Есть и третья — Товарищества по совместной обработке земли. Вполне возможно, что выход в массовом создании ТОЗов уже сейчас. В свое время именно они стали переходной формой к колхозам в их сталинском виде. Эта форма коллективного хозяйства, предполагающая добровольное обобществление земли и труда при сохранении личной собственности на некоторые средства производства. В ТОЗах общественными являются только машины и орудия, приобретённые на доходы товарищества. Рабочий скот и инвентарь, принадлежащие крестьянам, объединяются с согласия их владельцев лишь на период выполнения сельскохозяйственных работ. Доходы распределяются по количеству и качеству труда, вложенного в общественное хозяйство и зависят от внесенной доли средств производства, предоставленных для совместного использования, а иногда с учетом едоков.
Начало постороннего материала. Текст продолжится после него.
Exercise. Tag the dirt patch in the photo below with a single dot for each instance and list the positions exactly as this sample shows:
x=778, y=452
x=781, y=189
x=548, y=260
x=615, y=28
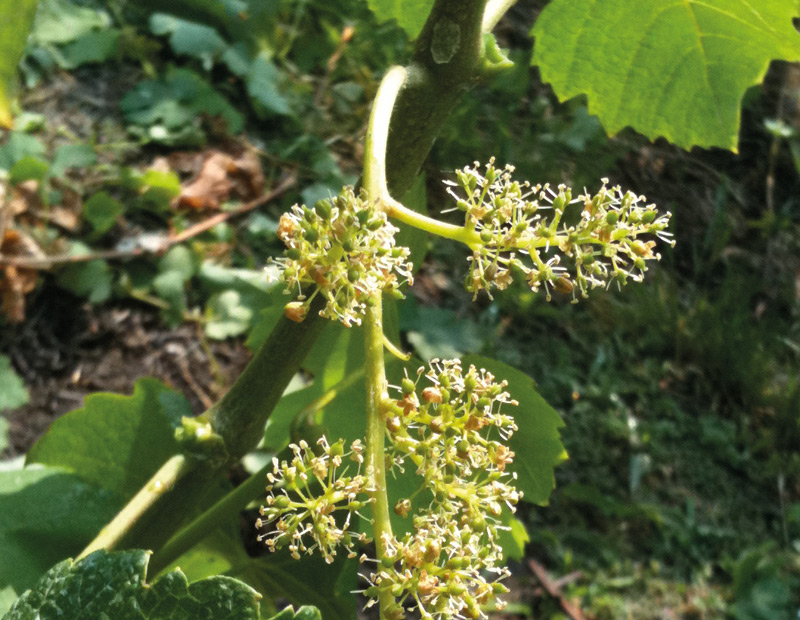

Коммуна — утопия, делать ставку на которую равносильно самоубийству. Артели в меньшей степени отвечают собственническому духу крестьян, нежели ТОЗы, по образцу которых и создавались колхозы.
«Уже сейчас необходимо готовить переход к продналогу и делать упор на Товарищества. Чем раньше начнем, тем проще станет потом. — Я прошелся по салону в глубочайшей задумчивости. В предыдущей истории получилось не то что плохо — ужасно. — ТОЗы — это хорошо, но кто и как их станет организовывать?»